When talking about piecewise functions, we need to consider whether they have absolute extreme values, or simply the absolute minimum and maximum. These values represent the highest and lowest points achieved by the function on its domain.

For the given function, which is defined as \( \frac{1}{x} \) for \(-1 \leq x < 0\) and \( \sqrt{x} \) for \(0 \leq x \leq 4\), there is a challenge in determining these values because the behavior of the function varies in different intervals. Let's understand why our function doesn't have absolute extreme values:

• In the piece \( h(x) = \frac{1}{x} \), as \( x \) approaches 0 from the left, the function dips toward \(-\infty\), preventing an absolute minimum in \([-1, 0)\).
• In the piece \( h(x) = \sqrt{x} \), the function rises from 0 to 2 over \( [0, 4] \). Here, 2 appears as a larger value but doesn't qualify as an absolute maximum when considering the entire domain, eyeing \(-\infty\) from the first piece.

This absence of absolute extreme values highlights how discontinuities and open intervals can impact their existence. Since \( h(x) \) isn't continuous across the entire domain of \([-1, 4]\), it disrupts having defined absolute extrema.

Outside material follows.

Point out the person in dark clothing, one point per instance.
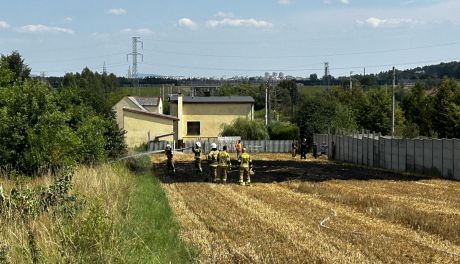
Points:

A vertical asymptote is a line that a function approaches but never actually touches or crosses. The presence of a vertical asymptote in a function often indicates that the function will increase or decrease indefinitely as it nears this line.

In the case of our piecewise function \( h(x) \), there is a vertical asymptote at \( x = 0 \). This is crucial to understand because:

• As \( x \) approaches 0 from the left in the section \( h(x) = \frac{1}{x} \), the function values drop towards \(-\infty\).
• This sudden change in behavior implies that the values of the function become unbounded near \( x=0 \).
• The asymptote at \( x = 0 \) is part of the reason why \( h(x) \) is not continuous across its entire domain\([-1, 4]\).

Understanding vertical asymptotes helps in analyzing the behavior of functions, especially when these asymptotes cause breaks in continuity, leading to changes in the function's value trends as seen in this example.

Continuity is a crucial factor when evaluating functions over specific domains, especially closed intervals. A function is continuous on a closed interval if it is continuous at every point within that interval, and takes defined values at the endpoints.

For the given function \( h(x) \), which is piecewise defined, there is a noticeable breakdown in continuity at \( x = 0 \). Let's delve deeper:

• The function switches from \( \frac{1}{x} \) to \( \sqrt{x} \) exactly at \( x = 0 \), leading to a discontinuity at this junction point.
• Since \( h(x) \) isn't smoothly defined or connected across \( x=0 \), it fails to be continuous over the closed interval \([-1, 4]\).
• This discontinuity directly affects the existence of absolute extreme values as per Theorem 1, which necessitates continuity for a function to possess absolute maximums and minimums on a closed interval.

Ensuring continuity across intervals is key in finding absolute extrema, which is why gaps or jumps disrupt our ability to pinpoint clear extreme values on the entire domain of a function.